In order for a decomposition to be dependency preserving, the database system must be able to check each functional dependency of the original F locally in one of the decomposed relations, without having to perform any joins.
No
By definition, given a schema R with a cover of functional dependencies F, a decomposition is dependency preserving if and only if the union of the projections of the dependencies F over the decomposed relations is a cover of F, where the projection of F over a subschema is constituted by all the dependencies in F+ (not in F) with attributes all contained in the subschema.

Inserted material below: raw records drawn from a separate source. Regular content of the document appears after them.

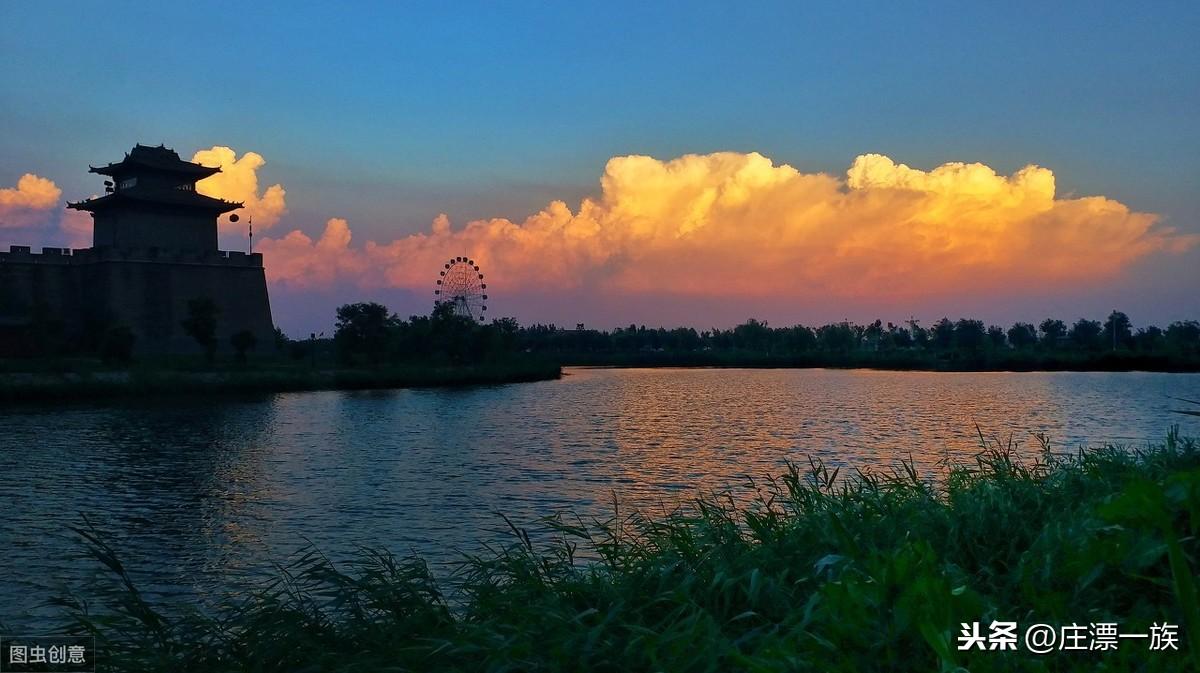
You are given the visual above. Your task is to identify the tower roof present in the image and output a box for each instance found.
[88,143,221,180]
[67,187,242,215]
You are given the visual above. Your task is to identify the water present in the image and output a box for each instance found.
[0,369,1200,629]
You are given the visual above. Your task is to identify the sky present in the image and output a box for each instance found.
[0,1,1200,336]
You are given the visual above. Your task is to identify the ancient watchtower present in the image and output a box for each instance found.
[0,145,274,353]
[67,145,241,252]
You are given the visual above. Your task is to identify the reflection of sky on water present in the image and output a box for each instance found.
[0,369,1200,625]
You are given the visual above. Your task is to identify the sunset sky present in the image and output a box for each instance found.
[0,2,1200,336]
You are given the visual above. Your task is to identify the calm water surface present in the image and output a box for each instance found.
[0,369,1200,627]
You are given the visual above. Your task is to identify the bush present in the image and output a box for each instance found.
[63,434,1200,672]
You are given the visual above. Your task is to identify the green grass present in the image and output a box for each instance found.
[46,433,1200,673]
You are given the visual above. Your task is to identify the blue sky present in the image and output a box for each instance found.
[0,2,1200,328]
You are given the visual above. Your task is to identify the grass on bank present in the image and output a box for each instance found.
[46,432,1200,673]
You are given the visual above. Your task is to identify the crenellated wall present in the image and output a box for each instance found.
[0,246,274,353]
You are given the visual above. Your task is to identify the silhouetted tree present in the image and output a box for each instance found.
[930,318,954,350]
[1100,311,1133,350]
[1038,318,1067,348]
[988,325,1008,350]
[1008,323,1038,350]
[1067,318,1100,350]
[954,318,988,350]
[334,302,396,365]
[180,298,221,363]
[1133,325,1166,353]
[1165,320,1200,353]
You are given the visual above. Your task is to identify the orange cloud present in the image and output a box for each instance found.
[192,145,288,233]
[248,152,1200,300]
[0,173,62,229]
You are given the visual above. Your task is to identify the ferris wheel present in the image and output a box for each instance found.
[433,257,487,320]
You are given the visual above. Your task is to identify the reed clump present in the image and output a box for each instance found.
[51,432,1200,673]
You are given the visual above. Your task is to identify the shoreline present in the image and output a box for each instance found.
[0,361,563,403]
[560,354,1200,373]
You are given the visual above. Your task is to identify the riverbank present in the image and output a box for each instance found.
[547,351,1200,373]
[0,359,562,403]
[67,427,1200,672]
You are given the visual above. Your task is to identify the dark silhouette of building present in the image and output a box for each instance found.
[0,145,274,353]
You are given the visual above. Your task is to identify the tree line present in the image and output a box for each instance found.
[334,304,1200,365]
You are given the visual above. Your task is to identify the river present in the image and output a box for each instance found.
[0,368,1200,630]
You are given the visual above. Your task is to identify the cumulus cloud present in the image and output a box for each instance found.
[192,145,288,233]
[258,152,1198,301]
[0,173,62,229]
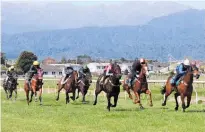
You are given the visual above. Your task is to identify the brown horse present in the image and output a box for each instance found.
[24,69,43,105]
[93,65,122,111]
[76,74,92,103]
[123,64,153,108]
[56,71,78,104]
[3,73,18,100]
[161,65,200,112]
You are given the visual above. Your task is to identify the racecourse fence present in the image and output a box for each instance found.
[0,78,205,103]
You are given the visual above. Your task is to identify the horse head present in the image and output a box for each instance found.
[189,65,200,79]
[139,63,149,78]
[113,65,122,79]
[110,65,122,86]
[34,69,43,87]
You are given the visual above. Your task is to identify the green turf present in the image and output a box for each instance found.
[1,87,205,132]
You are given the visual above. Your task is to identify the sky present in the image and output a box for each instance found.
[2,0,205,9]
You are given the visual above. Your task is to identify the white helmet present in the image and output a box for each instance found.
[184,59,190,66]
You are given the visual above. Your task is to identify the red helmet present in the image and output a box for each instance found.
[140,58,145,64]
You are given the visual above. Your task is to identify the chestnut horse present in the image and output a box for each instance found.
[24,69,43,105]
[56,71,78,104]
[93,65,122,111]
[76,74,92,103]
[161,65,200,112]
[123,64,153,108]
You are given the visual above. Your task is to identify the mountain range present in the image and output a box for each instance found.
[2,9,205,61]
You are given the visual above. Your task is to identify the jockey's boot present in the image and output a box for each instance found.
[171,83,176,91]
[100,76,106,85]
[28,81,31,91]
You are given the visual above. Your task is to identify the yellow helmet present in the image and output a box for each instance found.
[33,61,39,66]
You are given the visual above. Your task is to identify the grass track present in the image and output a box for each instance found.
[1,87,205,132]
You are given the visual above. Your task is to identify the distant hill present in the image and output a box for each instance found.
[1,1,190,33]
[2,9,205,60]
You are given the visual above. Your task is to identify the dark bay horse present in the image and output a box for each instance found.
[123,64,153,108]
[76,74,92,103]
[3,73,18,100]
[161,65,200,112]
[56,71,78,104]
[93,65,122,111]
[24,69,43,105]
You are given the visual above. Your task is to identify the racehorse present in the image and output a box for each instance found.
[161,65,200,112]
[93,65,122,111]
[56,71,78,104]
[24,69,43,105]
[3,73,18,100]
[76,74,92,103]
[123,64,153,109]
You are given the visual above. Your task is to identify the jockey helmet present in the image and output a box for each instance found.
[140,58,145,64]
[184,59,190,66]
[33,61,39,66]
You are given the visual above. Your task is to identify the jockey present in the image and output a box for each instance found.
[78,65,91,79]
[64,65,74,81]
[5,66,15,84]
[171,59,190,86]
[128,58,146,87]
[100,61,117,85]
[27,61,41,89]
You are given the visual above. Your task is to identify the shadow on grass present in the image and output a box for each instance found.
[112,107,147,111]
[186,110,205,113]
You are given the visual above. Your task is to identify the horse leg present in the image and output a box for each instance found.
[29,91,34,102]
[111,94,119,107]
[65,90,70,104]
[82,90,87,103]
[4,88,9,99]
[181,94,186,112]
[93,87,102,105]
[186,95,191,108]
[39,89,42,105]
[107,94,112,111]
[34,91,38,102]
[76,89,80,99]
[139,93,144,109]
[14,88,17,100]
[146,89,153,107]
[162,91,172,106]
[9,89,13,99]
[174,93,179,111]
[162,84,172,106]
[26,90,29,105]
[125,86,133,99]
[134,91,139,104]
[56,86,63,101]
[70,87,75,101]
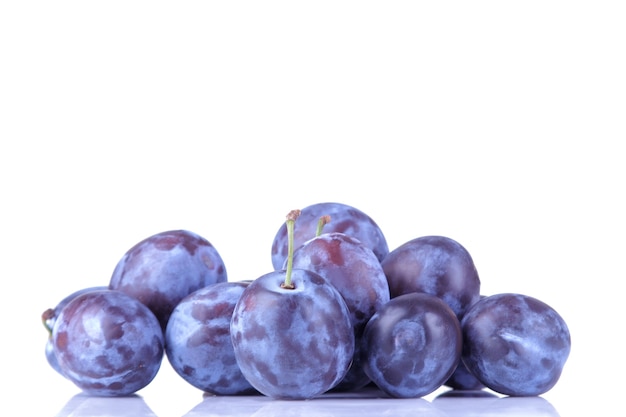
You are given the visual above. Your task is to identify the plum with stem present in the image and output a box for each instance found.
[230,210,355,400]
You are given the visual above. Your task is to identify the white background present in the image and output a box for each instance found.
[0,1,626,417]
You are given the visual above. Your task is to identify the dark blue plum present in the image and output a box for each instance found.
[361,293,463,398]
[52,290,164,397]
[165,282,256,395]
[461,293,571,396]
[293,232,390,391]
[381,236,480,320]
[230,268,355,400]
[41,286,107,376]
[272,202,389,270]
[109,230,228,331]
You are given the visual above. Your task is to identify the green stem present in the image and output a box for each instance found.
[281,210,300,290]
[41,308,54,336]
[315,214,330,236]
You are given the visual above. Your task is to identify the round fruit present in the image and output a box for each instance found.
[52,290,164,396]
[381,236,480,320]
[109,230,227,331]
[41,286,107,376]
[461,293,571,396]
[165,282,255,395]
[293,232,390,391]
[361,293,462,398]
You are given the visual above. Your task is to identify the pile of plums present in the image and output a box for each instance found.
[42,202,571,400]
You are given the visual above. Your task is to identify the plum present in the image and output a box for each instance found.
[461,293,571,396]
[109,230,228,331]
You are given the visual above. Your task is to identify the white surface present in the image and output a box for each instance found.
[0,1,626,417]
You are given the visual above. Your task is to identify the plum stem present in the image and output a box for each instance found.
[281,209,301,290]
[315,214,330,236]
[41,308,54,336]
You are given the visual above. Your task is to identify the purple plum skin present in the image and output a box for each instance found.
[230,268,355,400]
[109,230,228,331]
[41,286,108,376]
[361,293,463,398]
[293,232,390,391]
[165,282,256,395]
[381,236,480,320]
[272,202,389,270]
[461,293,571,396]
[52,290,164,397]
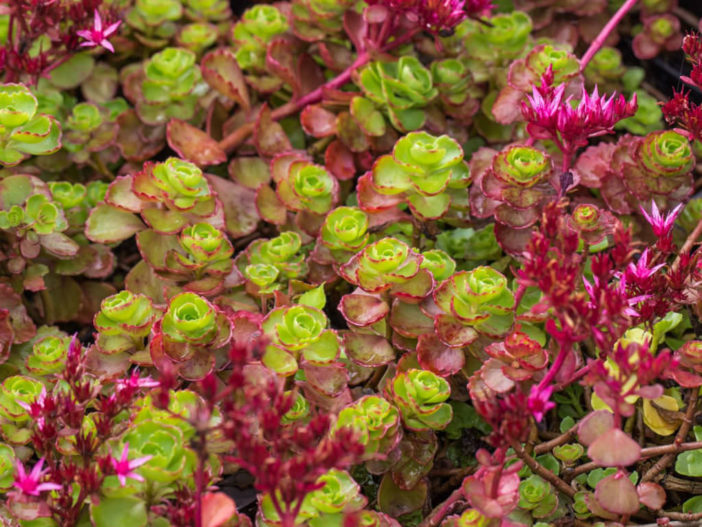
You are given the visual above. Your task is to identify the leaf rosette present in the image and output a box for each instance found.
[385,369,453,431]
[235,231,308,295]
[261,305,340,375]
[0,84,61,166]
[470,145,555,229]
[339,238,431,294]
[359,132,471,219]
[25,336,71,376]
[120,420,196,485]
[271,154,339,214]
[358,56,438,132]
[333,395,401,459]
[93,290,158,354]
[434,266,514,346]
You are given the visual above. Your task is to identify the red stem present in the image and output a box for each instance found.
[580,0,636,71]
[219,28,419,152]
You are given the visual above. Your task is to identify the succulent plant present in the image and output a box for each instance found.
[434,266,514,346]
[359,56,438,132]
[0,84,61,166]
[359,132,470,223]
[236,231,307,294]
[122,420,196,486]
[385,369,453,431]
[136,47,208,125]
[470,145,555,229]
[334,395,401,459]
[25,336,71,376]
[93,291,158,354]
[261,305,340,375]
[232,4,288,71]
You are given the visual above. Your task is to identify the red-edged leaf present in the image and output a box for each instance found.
[324,139,356,181]
[339,293,390,327]
[595,471,639,515]
[256,185,287,225]
[342,331,395,368]
[417,333,466,377]
[578,410,614,446]
[166,119,227,167]
[300,104,336,137]
[200,48,251,110]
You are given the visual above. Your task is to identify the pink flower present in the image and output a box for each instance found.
[522,80,637,155]
[641,201,682,238]
[76,9,122,53]
[117,370,159,390]
[527,385,556,422]
[418,0,466,33]
[13,458,63,496]
[110,443,153,487]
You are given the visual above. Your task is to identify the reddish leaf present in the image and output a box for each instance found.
[200,48,251,110]
[587,428,641,468]
[324,139,356,181]
[256,185,287,225]
[578,410,614,446]
[342,331,395,368]
[253,104,292,157]
[166,119,227,167]
[300,104,336,137]
[595,471,639,514]
[417,333,466,377]
[339,293,390,327]
[378,474,428,518]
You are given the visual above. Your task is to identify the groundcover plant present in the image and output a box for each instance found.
[0,0,702,527]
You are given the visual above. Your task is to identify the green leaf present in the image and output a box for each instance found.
[297,284,327,309]
[90,498,148,527]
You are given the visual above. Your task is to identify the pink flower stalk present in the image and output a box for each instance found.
[417,0,467,33]
[522,82,637,169]
[641,201,682,238]
[13,458,62,496]
[117,370,160,390]
[76,9,122,53]
[624,248,665,284]
[527,385,556,423]
[110,443,153,487]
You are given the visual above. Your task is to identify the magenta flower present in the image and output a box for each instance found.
[625,248,665,283]
[117,370,159,390]
[76,9,122,53]
[13,458,62,496]
[110,443,153,487]
[522,80,637,160]
[641,201,682,238]
[417,0,467,33]
[527,385,556,422]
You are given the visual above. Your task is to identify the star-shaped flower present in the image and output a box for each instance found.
[76,9,122,53]
[110,443,153,487]
[13,458,62,496]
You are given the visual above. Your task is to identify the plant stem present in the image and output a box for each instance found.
[510,440,575,498]
[418,485,465,527]
[569,441,702,483]
[580,0,636,72]
[219,29,419,152]
[641,388,699,482]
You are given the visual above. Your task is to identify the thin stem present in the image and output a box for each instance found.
[511,440,575,498]
[418,485,465,527]
[219,28,419,152]
[580,0,636,71]
[641,388,699,482]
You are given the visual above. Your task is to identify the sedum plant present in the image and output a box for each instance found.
[0,83,61,166]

For instance, in a schema R(A, B, C) with a cover of functional dependencies F = {A → B, B → C, C → A}, with a decomposition R1(A, B) and R2(B, C), the projection of F on R1 contains {A → B, B → A}, and the projection of F on R2 contains {B → C, C → B}. This is because B → A and C → B can be derived from the other dependencies of F. In this case, when we do the union of the the projections, we obtain a set of dependencies from which also C → A can be derived (and so this decomposition preserves the dependencies).
In your example the projection of F on R1 gives {A → B}, while the projection of F on R2 gives {A → C}. Making the union of the two sets, we obtain:
{A → B, A → C}
From this set we cannot derive B → C, so the decomposition does not preserve the dependencies.